Not Just for Geeks and Nerds Anymore

The above article talks about how Dr. Who, a British Sci-fi/Fantasy show is becoming more and more popular here in the U.S. I first realized this about two years ago when I attended a large multi-media convention in Atlanta. It was the weekend of the Dr. Who U.S. Season Premiere and there was a much anticipated new Doctor character being introduced for the first time. Representatives of BBC America attended the convention and held a pre-screening of the episode for convention attendees. My friend wanted to go to the screening and I went with her. I was stunned when the line for the event was wrapped around the block several times! As I sat in that huge hotel ballroom with people from all over the country, watching a British TV show, I was struck by what a global world it really is!

I love to talk about fandoms, because one fandom in particular has had an incredibly positive impact on my life. That is the 1980’s TV show Beauty & the Beast. When I first got involved in this fandom, Fandom Studies itself was only in its infancy. Over the last 20 years, Fandom Studies has become an acceptable area of communication research. This has been such a wonderful discovery for me!

It all began with the publication of the book, Textual Poachers: Television fans and participatory culture, by Henry Jenkins. It was published in 1992 just as Beauty &t he Beast was being canceled with a major uproar from the fans – who were angry at not only CBS executives, but also at each other. Jenkins devoted a whole chapter in his book to the Beauty & the Beast situation and some of his insights are very enlightening, even all these years later.

In the article that I did my case facilitation on, Plant, Reysen, Roberts and Gerbasi (2014) take a very positive view of fandoms and show how they can be a force for Globalization and prosocial values.

I see this in my own life.
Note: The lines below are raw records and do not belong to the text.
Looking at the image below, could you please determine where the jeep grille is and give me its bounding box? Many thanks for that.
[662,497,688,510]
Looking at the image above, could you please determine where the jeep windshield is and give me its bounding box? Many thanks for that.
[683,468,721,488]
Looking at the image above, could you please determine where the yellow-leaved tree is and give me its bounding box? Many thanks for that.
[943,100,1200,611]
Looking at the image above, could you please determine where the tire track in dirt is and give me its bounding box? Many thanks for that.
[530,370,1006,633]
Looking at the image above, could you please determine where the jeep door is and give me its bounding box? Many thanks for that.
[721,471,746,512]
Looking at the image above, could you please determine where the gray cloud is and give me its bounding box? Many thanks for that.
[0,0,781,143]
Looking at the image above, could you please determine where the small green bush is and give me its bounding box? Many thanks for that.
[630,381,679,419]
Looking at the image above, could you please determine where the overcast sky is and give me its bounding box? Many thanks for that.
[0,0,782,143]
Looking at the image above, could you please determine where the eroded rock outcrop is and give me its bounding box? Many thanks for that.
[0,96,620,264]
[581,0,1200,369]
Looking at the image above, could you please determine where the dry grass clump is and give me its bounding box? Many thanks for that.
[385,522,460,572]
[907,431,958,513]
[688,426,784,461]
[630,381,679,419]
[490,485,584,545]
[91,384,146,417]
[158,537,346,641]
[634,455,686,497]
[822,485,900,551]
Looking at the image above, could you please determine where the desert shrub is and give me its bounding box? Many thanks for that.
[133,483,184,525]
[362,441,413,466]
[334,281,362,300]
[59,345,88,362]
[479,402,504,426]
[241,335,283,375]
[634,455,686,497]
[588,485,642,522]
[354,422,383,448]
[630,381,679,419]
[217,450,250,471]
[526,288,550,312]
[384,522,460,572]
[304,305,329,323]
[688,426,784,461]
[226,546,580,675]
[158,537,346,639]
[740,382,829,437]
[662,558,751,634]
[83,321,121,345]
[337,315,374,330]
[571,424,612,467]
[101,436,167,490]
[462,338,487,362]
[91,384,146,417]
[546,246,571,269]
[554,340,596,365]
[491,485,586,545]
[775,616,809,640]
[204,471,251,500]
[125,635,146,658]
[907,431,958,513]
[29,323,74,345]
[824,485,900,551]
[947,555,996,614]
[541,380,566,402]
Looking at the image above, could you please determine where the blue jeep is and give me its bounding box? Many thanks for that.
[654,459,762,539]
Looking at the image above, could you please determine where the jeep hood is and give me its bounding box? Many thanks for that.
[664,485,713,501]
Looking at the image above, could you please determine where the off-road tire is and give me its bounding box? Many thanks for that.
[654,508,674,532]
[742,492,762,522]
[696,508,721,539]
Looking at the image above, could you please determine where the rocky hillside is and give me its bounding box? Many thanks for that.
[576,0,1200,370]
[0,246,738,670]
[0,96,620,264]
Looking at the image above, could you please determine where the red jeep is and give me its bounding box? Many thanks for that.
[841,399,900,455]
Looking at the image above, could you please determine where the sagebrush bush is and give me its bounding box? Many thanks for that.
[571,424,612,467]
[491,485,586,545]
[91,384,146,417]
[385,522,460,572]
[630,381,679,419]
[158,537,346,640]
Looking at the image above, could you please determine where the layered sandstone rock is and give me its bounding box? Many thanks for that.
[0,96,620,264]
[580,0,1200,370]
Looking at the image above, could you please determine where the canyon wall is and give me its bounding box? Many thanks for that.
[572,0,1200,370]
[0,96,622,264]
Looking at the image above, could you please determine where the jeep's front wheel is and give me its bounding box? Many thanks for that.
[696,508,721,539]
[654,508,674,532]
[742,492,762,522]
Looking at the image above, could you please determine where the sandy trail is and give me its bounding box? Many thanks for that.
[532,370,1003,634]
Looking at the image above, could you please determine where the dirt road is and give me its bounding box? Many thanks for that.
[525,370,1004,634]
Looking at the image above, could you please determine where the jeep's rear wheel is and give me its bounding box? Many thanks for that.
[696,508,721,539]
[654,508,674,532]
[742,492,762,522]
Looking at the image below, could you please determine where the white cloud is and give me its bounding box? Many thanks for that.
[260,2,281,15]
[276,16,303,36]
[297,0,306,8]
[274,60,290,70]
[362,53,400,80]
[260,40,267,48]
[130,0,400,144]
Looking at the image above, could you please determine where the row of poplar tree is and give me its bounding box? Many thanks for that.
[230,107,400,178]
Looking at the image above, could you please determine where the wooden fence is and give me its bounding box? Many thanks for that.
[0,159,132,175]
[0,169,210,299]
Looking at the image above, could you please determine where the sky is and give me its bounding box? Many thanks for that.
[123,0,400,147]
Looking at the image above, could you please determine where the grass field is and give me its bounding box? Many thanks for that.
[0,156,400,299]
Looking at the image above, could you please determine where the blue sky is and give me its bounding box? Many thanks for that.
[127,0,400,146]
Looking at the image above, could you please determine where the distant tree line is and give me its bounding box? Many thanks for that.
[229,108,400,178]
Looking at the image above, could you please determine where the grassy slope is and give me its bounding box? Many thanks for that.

Being from a very traditional Italian-American family, I had a very narrow view of the world growing up. This view might have continued into adulthood if not for me falling in love with Beauty & the Beast. Slowly, through attending Beauty & the Beast conventions, I was able to meet and become friends with a wide variety of people. These conventions are mostly held in the U.S., but people from all over the world attend them. I have what I consider to be very good friends who live in Italy, France, and Australia. Not to mention acquaintances from many more countries.

When the terror attacks in Paris happened months ago, my first thought was about the fans that I know in France, one of whom lives near Paris. Years ago, I might have heard about something like the Paris attacks and thought it just a news story, a horrible one for sure, but still one that was very far away from me.

The values of Beauty and the Beast are about seeing beneath the surface of a person and respecting them for who they are, not what they look like, or how much money they have. The world of the Tunnels beneath New York City (where the Beast lives with a group of societal outcasts) was presented as the utopian society that we would all like to see in our world. Beauty & the Beast fans try to uphold these values as much as we can. Like the Furry Fandom mentioned in the article, we also raise money for charity at our yearly convention. We are a small group too, but we often raise thousands of dollars for a charity that we select each year based on how it relates to the shows values. For me, I think the give and take of values associated with the show is definitely bidirectional. That is, I think I always had some of these latent values in me, but being around people who also have them has definitely helped to shape those values even more and given me an outlet to put them into action.

One thing I love about the Plant, et al study is that they see a practical use for the link between fandoms and prosocial values. They say there might be the potential to find alternate ways to correct or prevent negative, anti-social behavior. This would surely be a major breakthrough. Personally, I would love for more people to experience the transformative power that fandoms have had on me, and I hope that fandoms will prove to have an even greater positive impact globally in the future.


Plante, C. N., Reysen, S., Roberts, S. E., Gerbasi, K. C. (2014). “One of Us”: Engagement with

fandoms and global citizenship identification. Psychology of Popular Media Culture. 3/1, 49-64.